Last time I was ignorant of their baggage policies, and I received an expensive surprise when I had to shell out for carry on baggage which I’d wrongly assumed was covered in my fare.
This time, the issue was timing. When you book a flight, There’s a golden window within which you have to tag your bags, weigh them, and go through security.
Because of an accident on the Warrego highway, my bus got me to Brisbane domestic five minutes past the closure of this golden window. The first I knew of this was when the infernal robots refused to accept my already printed boarding pass.
The robot told me to find a Jetstar staff member, which was a task in itself. The orange garbed people I found must be trained in avoiding eye contact.
Eventually I found a polite young man who seemed to know about as much as I did.
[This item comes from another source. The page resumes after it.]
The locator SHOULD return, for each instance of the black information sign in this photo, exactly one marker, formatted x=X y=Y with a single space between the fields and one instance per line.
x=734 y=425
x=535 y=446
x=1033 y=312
He sent me off to the Jetstar help desk. My problems were beyond his pay scale.
I had to pay an extra $85 to be booked on a later flight, even though the one I was originally booked on was sitting on the tarmac, and wasn’t going to depart for at least another forty minutes.
I got in line with my newly minted boarding pass issued by a gentleman, who was polite, but with an accent so thick that it defeated my damaged hearing.
I mimed my way through.
And whilst I was waiting for the later flight (three hours I won’t get back again) I realised that I was now working for Jetstar.
I had printed my own boarding pass, tagged and weighed my baggage, and done all of this without training and supervision. It is the perfect industrial model, and beats paying for staff to complete those messy procedures.
Instead of being paid for these tasks, I had been billed the above mentioned $85 administration fee.
I guess I could regard that as union membership.